Holland in Java: the old town of Semarang
It isn’t long after daybreak when Bama and I find ourselves in a small slice of Europe. Across the tree-lined street, not yet spoiled by the din of motorcycle traffic, the painted copper dome of a church glints in the first rays of the morning sun. Around us rise noble structures in brick and stone, some crowned with the narrow, steep-sided gables of a country halfway across the world. Semarang has one of the best-preserved historic centres of any major city in Indonesia, and we are standing at its very heart.
The genesis of the old town can be traced to 1678, when the Javanese Sultanate of Mataram gave the area to the Dutch East India Company, the formidable VOC. In the space of a decade the Dutch began building a riverside fortress named De Vijfhoek, ‘The Pentagon’, its five corners fitted out with sturdy, projecting bastions. The fort controlled Semarang’s access to the sea – anyone sailing upriver to the bazaar would have to pass under the cannons of the VOC.

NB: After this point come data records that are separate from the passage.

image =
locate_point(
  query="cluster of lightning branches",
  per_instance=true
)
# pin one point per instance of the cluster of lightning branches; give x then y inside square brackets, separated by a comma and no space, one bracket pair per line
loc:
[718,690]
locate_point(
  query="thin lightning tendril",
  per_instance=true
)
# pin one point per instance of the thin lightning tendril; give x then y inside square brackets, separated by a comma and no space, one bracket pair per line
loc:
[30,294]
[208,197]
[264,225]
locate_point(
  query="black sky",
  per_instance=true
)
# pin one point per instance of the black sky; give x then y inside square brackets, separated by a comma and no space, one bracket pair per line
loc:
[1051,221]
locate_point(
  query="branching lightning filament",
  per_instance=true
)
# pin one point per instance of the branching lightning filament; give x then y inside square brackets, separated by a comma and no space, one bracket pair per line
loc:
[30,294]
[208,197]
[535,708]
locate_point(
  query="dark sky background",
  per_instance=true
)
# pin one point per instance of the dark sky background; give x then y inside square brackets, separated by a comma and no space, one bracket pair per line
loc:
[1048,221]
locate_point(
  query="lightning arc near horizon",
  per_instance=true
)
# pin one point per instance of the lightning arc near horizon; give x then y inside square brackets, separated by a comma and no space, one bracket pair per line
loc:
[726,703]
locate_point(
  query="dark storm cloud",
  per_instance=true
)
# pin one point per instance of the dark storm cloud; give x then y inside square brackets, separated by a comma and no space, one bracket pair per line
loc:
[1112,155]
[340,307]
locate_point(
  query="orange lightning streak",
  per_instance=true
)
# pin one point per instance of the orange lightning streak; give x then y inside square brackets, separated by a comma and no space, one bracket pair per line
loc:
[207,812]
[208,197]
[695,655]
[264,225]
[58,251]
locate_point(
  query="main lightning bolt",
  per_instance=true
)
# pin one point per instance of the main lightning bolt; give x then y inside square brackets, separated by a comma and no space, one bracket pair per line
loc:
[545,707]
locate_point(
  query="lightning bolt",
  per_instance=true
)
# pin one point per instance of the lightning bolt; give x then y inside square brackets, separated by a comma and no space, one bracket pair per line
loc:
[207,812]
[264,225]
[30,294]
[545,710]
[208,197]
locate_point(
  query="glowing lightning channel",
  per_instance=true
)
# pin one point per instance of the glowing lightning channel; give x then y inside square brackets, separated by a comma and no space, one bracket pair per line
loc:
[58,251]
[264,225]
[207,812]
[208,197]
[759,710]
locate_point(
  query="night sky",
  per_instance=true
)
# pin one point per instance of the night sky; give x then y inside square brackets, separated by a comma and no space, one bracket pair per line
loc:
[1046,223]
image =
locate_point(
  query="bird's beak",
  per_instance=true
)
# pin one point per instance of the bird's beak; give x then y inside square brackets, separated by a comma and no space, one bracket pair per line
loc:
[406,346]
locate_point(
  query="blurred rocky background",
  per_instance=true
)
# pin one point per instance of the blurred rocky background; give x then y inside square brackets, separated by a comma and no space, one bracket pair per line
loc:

The Dutch were notoriously brutal in their colonisation of Indonesia. In October 1740, prompted by the killing of 50 Dutch soldiers by a mob of Chinese labourers, the authorities retaliated with two weeks of uncontrolled bloodshed. 10,000 ethnic Chinese were massacred within the city walls of Batavia (present-day Jakarta) alone, and the survivors fled east to the Sultanate of Mataram, organising themselves in a bid to foment an uprising against their European overlords.
For a time the Javanese monarch, Pakubuwono II, complied with the VOC’s requests for assistance, but he tacitly supported the revolt. His soldiers staged mock battles with rebel forces to satisfy the Dutch commander, and he diverted manpower to a palace renovation project. Buoyed by the success of a Chinese army sweeping across the northern coastal region of Central Java, the ruler soon turned on the VOC. Several thousand Chinese troops had massed at the gates of Semarang, and 20,000 Javanese men would also take up arms. But the siege – and the wider rebellion – ended in defeat.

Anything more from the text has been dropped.